Heavy tin flew off and shouldered past him. Then he and the bike veered to the left, there was no side to the bridge, and they hurtled out parallel to the water, he and the bike sideways, his arms flung back above his head. The cape released itself away from him, from whatever was machine and mortal, part of the element of air.
Keeping to war, Muriel Spark’s The Girls of Slender Means is a slim and viciously funny little book about the choices for poor young women, about WWII, and even about writing and publishing. I devoured it. Spark is just so marvelous. A book that opens with the line – “Long ago in 1945 all the nice people in England were poor, allowing for exceptions.” – is a book that cannot fail. Spark’s post-war boarding house microcosm is mostly hilarious and sometimes touching, but always incisive. This is for now my favorite Spark.
This was a mistake she continued to make in her relations with men, inferring from her own preference for men of books and literature their preference for women of the same business. And it never really occurred to her that literary men, if they like women at all, do not want literary women but girls.
It’s quite a leap now to Gerald Murnane’s The Plains, and I’m at a loss as to how to describe it. I loved the book, found it delicate and also rich with meaning and aesthetic questions.
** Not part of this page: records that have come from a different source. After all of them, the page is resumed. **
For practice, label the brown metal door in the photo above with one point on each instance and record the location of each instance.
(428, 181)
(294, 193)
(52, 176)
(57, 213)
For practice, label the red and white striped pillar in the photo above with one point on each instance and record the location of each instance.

To discuss this book properly would take a long time and probably a re-read or two. The story is simple: a young filmmaker goes to the inner plains country of Australia to create a film about the landscape and the people. At least this is the thread that Murnane uses to meditate on a strange land. The plains of The Plains are a mythical, unknowable place inhabited by people in their large landowner homes filled with art, books, and naturalist collections. They are a contemplative but self-centered people, focused exclusively on their own lives and histories and traditions. The novel is written in the style of a poetic ethnography, and it’s such a curious narrative – confusing in a way that doesn’t necessarily disturb, and although the writing is careful and measured, there is a very surreal quality to the book. The Plains has often been described as dream-like, and I would agree but I would also call it film-like – I think of it as a novel that is striving to feel like a certain kind of art film, with the narrator providing the voice over.
I want to read those unpublished poems that surely have been written in rooms facing southwards. I want to read those poets who knew that their desires could lead them out of even the widest land. I’m not talking of those few fools who appear every decade or so urging us to set our passions free and to speak frankly before our women. There must have been many a man who knew, without leaving his own narrow district of the plains, that his heart enclosed every land he could have travelled to; that his fantasies of scorching sand and vacant blue water and bare brown skin belonged not to any coast but to some mere region of his own boundless plain.
My final September read is Elizabeth Bowen’s The Death of the Heart, and I’m not finished yet, so I’ll wait to write something about it. But I’ve never read Bowen (1899 – 1973) and until someone described her work to me in early September I had mistakenly assumed she was a writer from a much earlier period. She’s an exact contemporary of three of my favorite writers (Elsa Triolet, Anna Kavan, Clarisse Francillon) and it’s exciting to read her now in that context.